A la orilla de la carretera las casitas en Chiapas son muy humildes. En una de ellas, hecha con madera, láminas y poco cemento, se encontraba una familia sentada. Platicando. Conviviendo. El abuelo cargaba en sus piernas a un pequeño, seguramente el menor de los nietos. A un lado, riendo, un hombre maduro, con una gorra despintada y una playera sin mangas, les contaba probablemente sobre alguna aventura que tuvo con un amigo del pueblo, y los demás reían también con esa anécdota espontánea. A su lado estaban dos mujeres que tenían delante de ellas una manta extendida con granos de maíz. Estaban haciendo su trabajo, sin detenerse. Una niña también les ayudaba. En la puerta de su casa tenían un anuncio de la Coca Cola, quizá vendían refrescos y algunos abarrotes básicos para completar su subsistencia. Las mujeres vestían los atuendos típicos de Chiapas, con sus huaraches, con sus pies desgastados. El frío que ya se sentía por el otoño no parecía molestarles en lo más mínimo. Al contrario, lo disfrutaban. Alcancé a ver también ropa tendida en unos mecates y más al fondo, otro hombre inclinado, haciendo algo que ya no pude reconocer. Y eso es todo. Es sólo una imagen, una fotografía captada por mis ojos, una instantánea que trata de proyectarme toda una historia, la vida real de las personas. Pero la vida es más que eso, sólo instantáneas. No se parece en nada a lo que un escritor trata de plasmar en sus textos.

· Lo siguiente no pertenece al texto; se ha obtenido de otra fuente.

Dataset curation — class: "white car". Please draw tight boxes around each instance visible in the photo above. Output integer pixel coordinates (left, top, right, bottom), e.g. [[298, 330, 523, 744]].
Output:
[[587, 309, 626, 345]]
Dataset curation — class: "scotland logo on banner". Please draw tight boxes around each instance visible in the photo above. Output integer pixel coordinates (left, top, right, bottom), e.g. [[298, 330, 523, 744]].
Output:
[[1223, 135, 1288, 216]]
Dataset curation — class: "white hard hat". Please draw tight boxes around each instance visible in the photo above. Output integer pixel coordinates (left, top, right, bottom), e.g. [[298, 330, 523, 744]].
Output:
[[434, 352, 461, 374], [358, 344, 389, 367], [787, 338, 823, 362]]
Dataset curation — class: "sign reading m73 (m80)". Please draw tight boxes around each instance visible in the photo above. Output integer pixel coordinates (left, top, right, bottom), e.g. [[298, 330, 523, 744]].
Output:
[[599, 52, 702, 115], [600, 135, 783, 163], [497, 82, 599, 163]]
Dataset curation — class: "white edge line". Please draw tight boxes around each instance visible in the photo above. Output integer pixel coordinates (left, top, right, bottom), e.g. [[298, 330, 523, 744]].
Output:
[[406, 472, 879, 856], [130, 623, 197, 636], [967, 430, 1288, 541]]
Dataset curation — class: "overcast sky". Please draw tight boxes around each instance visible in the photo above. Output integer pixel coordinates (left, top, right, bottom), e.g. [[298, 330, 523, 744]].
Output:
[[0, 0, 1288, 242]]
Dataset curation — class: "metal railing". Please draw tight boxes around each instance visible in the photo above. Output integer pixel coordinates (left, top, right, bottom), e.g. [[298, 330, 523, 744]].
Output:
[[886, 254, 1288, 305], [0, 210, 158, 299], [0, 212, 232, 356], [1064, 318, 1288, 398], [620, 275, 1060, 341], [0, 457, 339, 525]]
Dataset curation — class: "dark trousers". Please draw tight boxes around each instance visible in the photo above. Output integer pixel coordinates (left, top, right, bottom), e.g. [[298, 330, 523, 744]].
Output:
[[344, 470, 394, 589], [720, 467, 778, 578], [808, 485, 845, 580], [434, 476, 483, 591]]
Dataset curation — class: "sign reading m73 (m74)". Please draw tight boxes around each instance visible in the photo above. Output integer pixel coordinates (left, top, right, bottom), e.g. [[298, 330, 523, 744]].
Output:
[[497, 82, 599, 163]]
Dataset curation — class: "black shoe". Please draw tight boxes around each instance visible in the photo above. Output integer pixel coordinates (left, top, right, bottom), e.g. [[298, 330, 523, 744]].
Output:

Porque el proceso de creación es todo un misterio. Es, por supuesto, una experiencia muy personal y cada individuo lo vive a su propia manera y estilo. En mi caso, a mí me ocurre algo muy inquietante. Mientras escribo, me voy adentrando en un terreno desconocido, siniestro, en un agujero negro del cual no puedo salir hasta que no termino el último punto y aparte, hasta que siento que no he dicho todo lo que tenía que expulsar. Es como si me desprendiera de la realidad. En un momento así se me olvida todo lo que en verdad “existe”, se me apartan los problemas por unos minutos y dejo de ser yo. Es algo catártico, angustiante y paralizador. Algunos románticos llaman a esto inspiración. A mí en lo personal no me gusta el término. La diferencia abismal que existe entre la realidad y la ficción es que, en la primera, las cosas simplemente son, no hay un guión escrito para la vida (aunque muchas personas a veces intentan, intentamos darle un sentido más sublime a los sucesos que rigen nuestras existencias, y ponemos delante de los acontecimientos un destino, un karma, un Dios), pero la realidad se rige por el engranaje sutilmente entramado de los actos y decisiones tomadas por cada uno de los seres humanos. En cambio, la ficción, por más caótica que pueda parecer en su forma, siempre tiene un sentido previamente estructurado. El escritor tiene en su mente, o en un cuaderno (o en mi caso, en un pizarrón), desarrollado un argumento el cual se sigue al pie de la letra, o se sortea en el camino, de acuerdo al giro inesperado al que lo puedan llevar sus personajes. Porque a veces los personajes cobran vida propia. Es otro de los misterios que a veces suceden en la escritura.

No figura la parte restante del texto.